Tuesday, January 04, 2022
ONE YEAR, TWO DEVILS: I've told you my favorite films of
2011, 2001, 1991, 1981, 1971, 1961, and 1951. Perhaps you have guessed what comes next.

When the Academy of Motion Picture Arts and Sciences looked back at 1941, it gave its Best Picture award to How Green Was My Valley, a cloying "quality" movie from John Ford. (The first rule of watching a Ford film: The more it's visibly trying to be artistic, the less likely it is to be good art.) That one isn't on my list.

1. Citizen Kane
Directed by Orson Welles
Written by Welles and Herman J. Mankiewicz

I don't think it's the best movie ever made, or even the best movie to be made by Orson Welles. But I'm not enough of a contrarian to deny that it's the best movie of 1941.

2. The Maltese Falcon
Directed by John Huston
Written by Huston, from a novel by Dashiell Hammett

Humphrey Bogart never looked or sounded as bleak as he did saying, "All we've got is that maybe you love me and maybe I love you."

3. Never Give a Sucker an Even Break
Directed by Edward F. Cline
Written by W.C. Fields

This is Fields' funniest film. That's saying a lot.

4. The Sea Wolf
Directed by Michael Curtiz
Written by Robert Rossen, from a novel by Jack London

This is as good as Edward G. Robinson gets. That is also saying a lot.

5. Meet John Doe
Directed by Frank Capra
Written by Robert Riskin, from a story by Richard Connell and Robert Presnell, Sr.

In this movie's landscape of mutating memes, isn't just the audience that has a life of its own. The fictions that were supposed to manipulate that audience turn out to be beyond anyone's control too.

6. Hellzapoppin'
Directed by H.C. Potter
Written by Nat Perrin and Warren Wilson

Between this one and Never Give a Sucker an Even Break, it was a great year for pop surrealism.

7. Schichlegruber: Doing the Lambeth Walk
Directed by Charles A. Ridley

YouTube avant la lettre.

8. The Wolf Man
Directed by George Waggner
Written by Curt Siodmak

This isn't the last good movie in the Universal Monsters series, but it is the last essential one. Unless you count Abbott and Costello Meet Frankenstein.

9. Ball of Fire
Directed by Howard Hawks
Written by Charles Brackett and Billy Wilder

"It's as red as The Daily Worker and just as sore!"

10. The Lady Eve
Directed by Preston Sturges
Written by Sturges, from a story by Monckton Hoffe

This one narrowly beat out the great Sullivan's Travels for a spot in the top 10 because I wince a bit at that "cockeyed world" speech at the end of Sullivan.
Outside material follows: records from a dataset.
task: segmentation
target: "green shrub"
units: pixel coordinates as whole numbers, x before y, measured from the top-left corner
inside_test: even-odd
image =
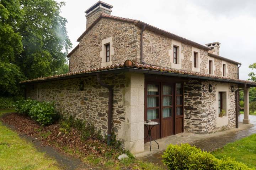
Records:
[[[250,112],[253,113],[256,111],[256,102],[250,102],[249,104],[249,109]]]
[[[230,158],[219,159],[209,153],[189,144],[170,144],[162,155],[162,162],[170,170],[250,170]]]
[[[32,105],[28,115],[42,125],[52,124],[59,117],[54,103],[50,102],[38,102]]]
[[[94,126],[90,125],[81,119],[75,119],[72,116],[68,118],[63,117],[61,123],[61,128],[60,130],[64,133],[68,133],[73,127],[81,132],[81,139],[85,141],[89,138],[97,139],[100,140],[102,140],[101,131],[95,132]]]
[[[36,100],[29,99],[17,101],[14,106],[15,110],[17,113],[28,115],[31,108],[38,103],[38,102]]]
[[[162,156],[163,162],[169,169],[214,169],[218,160],[211,154],[187,143],[170,144]]]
But if you want to count them as a tie and call this slot a Preston Sturges double-header, that's fine with me.

Honorable mentions:

11. Sullivan's Travels (Preston Sturges)
12. Suspicion (Alfred Hitchcock)
13. Tortoise Beats Hare (Tex Avery)
14. The Devil and Daniel Webster (William Dieterle)
15. Hold Back the Dawn (Mitchell Leisen)
16. Among the Living (Stuart Heisler)
17. Dumbo (Ben Sharpsteen)
18. Ladies in Retirement (Charles Vidor)
19. The Devil and Miss Jones (Sam Wood)
20. The Iron Crown (Alessandro Blasetti)

Plus a bonus award to Victor Mature, who had big roles in two pictures bubbling under my top 20: The Shanghai Gesture, a gloriously mad mess that has become a cult favorite, and I Wake Up Screaming, a curious quasi-noir that really ought to be a cult favorite. Mature plays rather different characters in that pair of pictures, but he plays them the same way: as a sleazy Cary Grant. That's just as great as it sounds.

Of the films of 1941 that I haven't seen, I'm most interested in Swamp Water.